Published 27 November 2018
Buckie Got It, St. Kitts and Nevis News Source
Scotiabank to sell operations in nine Caribbean countries, more moves expected

The Bank of Nova Scotia building is shown in the financial district in Toronto on August 22, 2017.Nathan Denette / THE CANADIAN PRESS
TORONTO — The Bank of Nova Scotia plans to sell its banking operations in nine Caribbean countries and its insurance operations in two other regional markets — and its chief executive expects more international divestments in the pipeline.
Scotiabank said Tuesday it has signed an agreement to sell its banking operations in nine “non-core” markets — including Grenada, St. Maarten and St. Lucia — to Republic Financial Holdings Ltd. for an undisclosed amount.

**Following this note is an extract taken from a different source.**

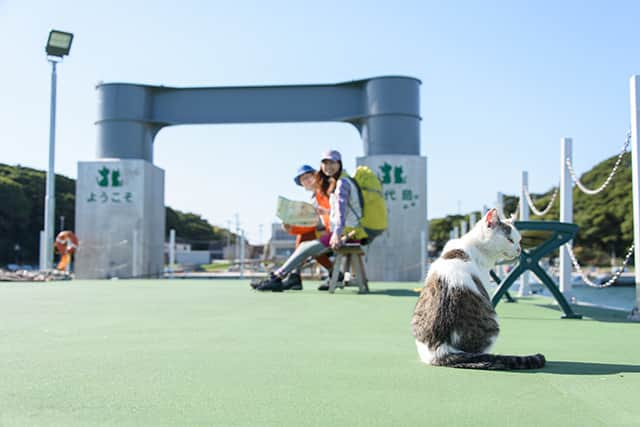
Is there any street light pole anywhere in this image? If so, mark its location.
[40,59,58,270]
[40,30,73,270]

The bank also said its subsidiaries in Jamaica and Trinidad and Tobago will sell their insurance operations to and partner with Sagicor Financial Corp. Ltd. to provide products and services in the two countries, for an undisclosed amount.
These exits are part of Scotiabank’s broader strategy to “sharpen our focus, increase scale in core geographies and businesses, improve earnings quality and reduce risk to the bank,” said its chief executive Brian Porter.
The bank intends to remain in its core Caribbean markets as well as the Pacific Alliance countries of Peru, Chile, Colombia and Mexico, but there are more divestitures on the horizon, he told analysts on a conference call.